A generic server. That's it, ok? bye... ok let's expand.
An OTP server is a module with the GenServer behavior that implements a set of callbacks. At its most basic level, a GenServer is a single process that runs a loop that handles one message per iteration passing along an updated state.
Use it for anything where you have a need to represent something that has a state at a point of time and can be queried.
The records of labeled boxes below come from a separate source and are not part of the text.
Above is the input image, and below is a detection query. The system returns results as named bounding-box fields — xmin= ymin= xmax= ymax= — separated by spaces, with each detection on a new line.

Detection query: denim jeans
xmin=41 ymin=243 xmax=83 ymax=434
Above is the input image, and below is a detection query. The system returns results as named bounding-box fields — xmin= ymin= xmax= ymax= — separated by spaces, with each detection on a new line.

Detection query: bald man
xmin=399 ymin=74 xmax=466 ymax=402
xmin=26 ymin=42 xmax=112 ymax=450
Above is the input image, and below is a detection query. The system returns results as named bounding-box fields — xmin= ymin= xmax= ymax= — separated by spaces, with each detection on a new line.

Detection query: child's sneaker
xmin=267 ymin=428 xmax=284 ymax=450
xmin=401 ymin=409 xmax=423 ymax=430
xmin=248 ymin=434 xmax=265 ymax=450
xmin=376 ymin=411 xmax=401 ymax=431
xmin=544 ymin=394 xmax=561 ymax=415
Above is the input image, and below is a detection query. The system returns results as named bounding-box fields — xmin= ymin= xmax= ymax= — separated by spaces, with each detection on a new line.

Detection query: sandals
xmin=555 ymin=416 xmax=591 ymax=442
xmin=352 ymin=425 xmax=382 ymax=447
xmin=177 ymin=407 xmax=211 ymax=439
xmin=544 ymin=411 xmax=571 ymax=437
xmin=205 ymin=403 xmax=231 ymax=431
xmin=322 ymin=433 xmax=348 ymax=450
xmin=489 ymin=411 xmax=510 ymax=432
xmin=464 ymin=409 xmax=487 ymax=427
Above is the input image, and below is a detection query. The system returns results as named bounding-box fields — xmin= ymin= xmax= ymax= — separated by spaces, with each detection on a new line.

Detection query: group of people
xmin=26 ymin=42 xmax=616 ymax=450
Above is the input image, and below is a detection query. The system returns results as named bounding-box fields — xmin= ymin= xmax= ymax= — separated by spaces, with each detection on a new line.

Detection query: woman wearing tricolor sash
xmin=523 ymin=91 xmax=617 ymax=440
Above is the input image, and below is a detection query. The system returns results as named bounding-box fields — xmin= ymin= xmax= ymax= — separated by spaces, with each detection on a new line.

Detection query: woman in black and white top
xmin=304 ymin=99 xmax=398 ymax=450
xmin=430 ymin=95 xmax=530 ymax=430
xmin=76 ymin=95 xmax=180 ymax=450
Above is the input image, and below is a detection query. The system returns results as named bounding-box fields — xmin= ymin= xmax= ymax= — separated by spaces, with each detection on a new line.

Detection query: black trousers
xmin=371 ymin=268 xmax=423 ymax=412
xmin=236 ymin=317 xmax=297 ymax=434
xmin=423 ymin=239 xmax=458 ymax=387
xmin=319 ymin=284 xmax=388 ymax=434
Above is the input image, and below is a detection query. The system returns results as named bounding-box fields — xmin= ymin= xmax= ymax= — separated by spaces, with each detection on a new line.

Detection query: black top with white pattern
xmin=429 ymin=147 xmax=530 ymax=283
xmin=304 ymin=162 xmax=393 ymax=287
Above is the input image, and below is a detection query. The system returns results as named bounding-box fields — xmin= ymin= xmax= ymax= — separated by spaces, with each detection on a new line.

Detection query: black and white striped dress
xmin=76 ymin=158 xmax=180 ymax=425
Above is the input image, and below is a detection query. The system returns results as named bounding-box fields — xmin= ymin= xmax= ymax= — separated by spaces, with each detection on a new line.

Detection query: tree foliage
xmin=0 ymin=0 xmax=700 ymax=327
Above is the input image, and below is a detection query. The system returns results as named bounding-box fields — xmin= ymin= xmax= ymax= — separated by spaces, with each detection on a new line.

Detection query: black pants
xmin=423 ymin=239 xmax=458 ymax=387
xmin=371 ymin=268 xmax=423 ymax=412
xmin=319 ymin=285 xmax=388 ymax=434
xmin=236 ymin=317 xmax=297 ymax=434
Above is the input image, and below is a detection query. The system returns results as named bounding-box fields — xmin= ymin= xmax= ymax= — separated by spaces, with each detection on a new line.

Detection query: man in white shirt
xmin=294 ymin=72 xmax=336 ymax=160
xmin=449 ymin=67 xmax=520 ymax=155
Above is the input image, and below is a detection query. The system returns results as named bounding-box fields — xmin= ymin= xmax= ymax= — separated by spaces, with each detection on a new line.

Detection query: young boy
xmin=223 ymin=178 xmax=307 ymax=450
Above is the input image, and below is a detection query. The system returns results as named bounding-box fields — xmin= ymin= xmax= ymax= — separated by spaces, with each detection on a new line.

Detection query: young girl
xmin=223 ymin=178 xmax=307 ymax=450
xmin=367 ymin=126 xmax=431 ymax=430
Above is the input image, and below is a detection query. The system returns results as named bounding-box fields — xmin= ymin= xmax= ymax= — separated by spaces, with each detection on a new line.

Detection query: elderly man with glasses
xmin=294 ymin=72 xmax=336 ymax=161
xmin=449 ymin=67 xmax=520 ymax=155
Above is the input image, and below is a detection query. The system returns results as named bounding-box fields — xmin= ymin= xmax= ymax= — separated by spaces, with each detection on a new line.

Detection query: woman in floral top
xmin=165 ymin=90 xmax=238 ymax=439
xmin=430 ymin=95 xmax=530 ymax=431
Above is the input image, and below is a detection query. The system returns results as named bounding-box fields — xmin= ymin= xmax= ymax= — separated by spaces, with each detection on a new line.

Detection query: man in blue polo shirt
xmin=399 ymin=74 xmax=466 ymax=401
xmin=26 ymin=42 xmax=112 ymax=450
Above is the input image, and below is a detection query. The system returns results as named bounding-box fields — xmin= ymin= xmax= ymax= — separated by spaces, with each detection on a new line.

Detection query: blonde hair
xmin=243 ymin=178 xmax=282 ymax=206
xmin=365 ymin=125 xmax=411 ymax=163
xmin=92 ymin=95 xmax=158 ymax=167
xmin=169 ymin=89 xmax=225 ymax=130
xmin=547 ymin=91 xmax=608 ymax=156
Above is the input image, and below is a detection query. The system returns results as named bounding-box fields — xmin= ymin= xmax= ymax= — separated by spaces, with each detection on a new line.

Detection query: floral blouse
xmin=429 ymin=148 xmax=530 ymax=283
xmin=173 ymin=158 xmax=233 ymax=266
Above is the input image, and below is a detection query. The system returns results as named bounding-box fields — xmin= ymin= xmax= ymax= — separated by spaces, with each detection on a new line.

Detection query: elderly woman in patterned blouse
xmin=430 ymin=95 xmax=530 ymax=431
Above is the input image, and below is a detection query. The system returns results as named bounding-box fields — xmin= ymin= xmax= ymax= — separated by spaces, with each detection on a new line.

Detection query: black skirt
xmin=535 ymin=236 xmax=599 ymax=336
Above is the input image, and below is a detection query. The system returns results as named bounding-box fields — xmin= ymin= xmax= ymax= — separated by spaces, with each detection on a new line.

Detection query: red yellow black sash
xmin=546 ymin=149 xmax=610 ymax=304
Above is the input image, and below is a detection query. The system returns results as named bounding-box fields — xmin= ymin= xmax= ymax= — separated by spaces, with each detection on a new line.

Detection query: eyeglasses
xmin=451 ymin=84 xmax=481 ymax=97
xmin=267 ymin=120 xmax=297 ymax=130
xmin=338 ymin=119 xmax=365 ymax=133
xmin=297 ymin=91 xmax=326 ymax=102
This could represent a user in a chat, a char in a game, a game map, a shopping cart, etc.

The most important functions to know when using GenServer are:

  • start_link
  • init
  • call
  • handle_call
  • cast
  • handle_cast
  • send
  • handle_info

Let's do a very brief and simple explanation:

  • The start_link function starts a GenServer.
    The init function initiates the state of the GenServer and starts calls.

  • call and handle_call are used for synchronous calls to the GenServer, normally where we need a return value from the GenServer.

  • cast and handle_cast are used in asynchronous calls to the GenServer, where we don't need a return value.

  • handle_info must be used for all other messages a server may receive that are not sent via call or cast, including regular messages sent with send.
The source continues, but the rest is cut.